49 hist, plot and boxplot

Written by Yena Joo and last updated on 7 October 2021.

49.1 Introduction

R has various functions to produce a wide range of graphics to visualize data. Visualizing data is the first step of any analysis, since it provides you the broad idea and distribution of data that helps you build your hypothesis, so it is important to know how to plot base graphs using R. With the basic functions that R provides, we can easily and quickly make different types of graphs within seconds.

In this lesson, you will learn how to:

  • create a histogram using hist() using various arguments.
  • other base graphing options such as scatterplots and boxplots.
  • export the created base graphs.

Prerequisite skills include:

  • Import dataset
  • materials from the previous modules
  • choosing the right variables to plot

Highlights:

49.2 Histogram: hist()

A histogram is a graph using bars of different heights, which shows the number of elements in each bin/category. It can also be called a frequency graph, where the y-axis is the frequency of the variable, and x is the range of the variable.

You can create a histogram using the hist() function. The function has many arguments to control things such as bin size, title, labels, colours, etc.

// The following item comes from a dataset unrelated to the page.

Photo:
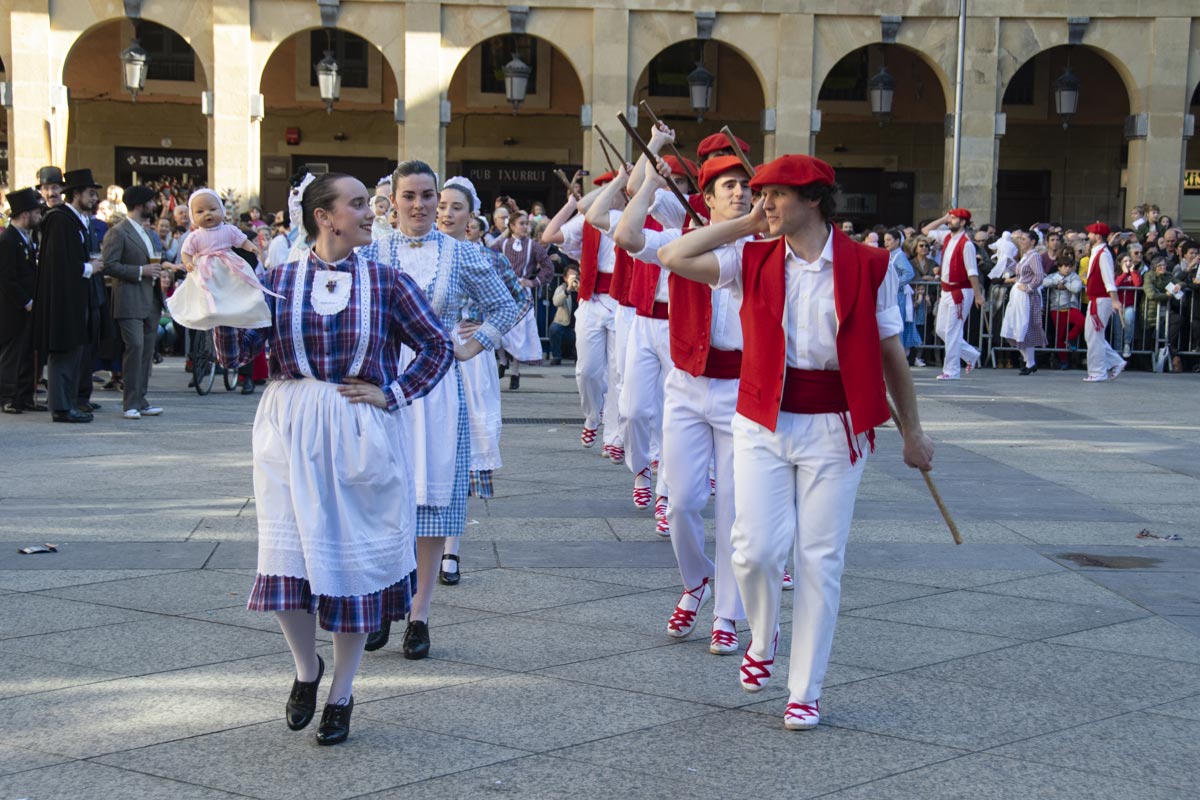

The function is composed of:

hist(x, breaks = "Sturges", freq = NULL, probability = !freq, include.lowest = TRUE, right = TRUE, density = NULL, angle = 45, col = NULL, border = NULL, main = paste("Histogram of" , xname), xlim = range(breaks), ylim = NULL, xlab = xname, ylab, axes = TRUE, plot = TRUE, labels = FALSE, nclass = NULL, warn.unused = TRUE, …)
  • x: a vector of values (ig. a column in a dataset).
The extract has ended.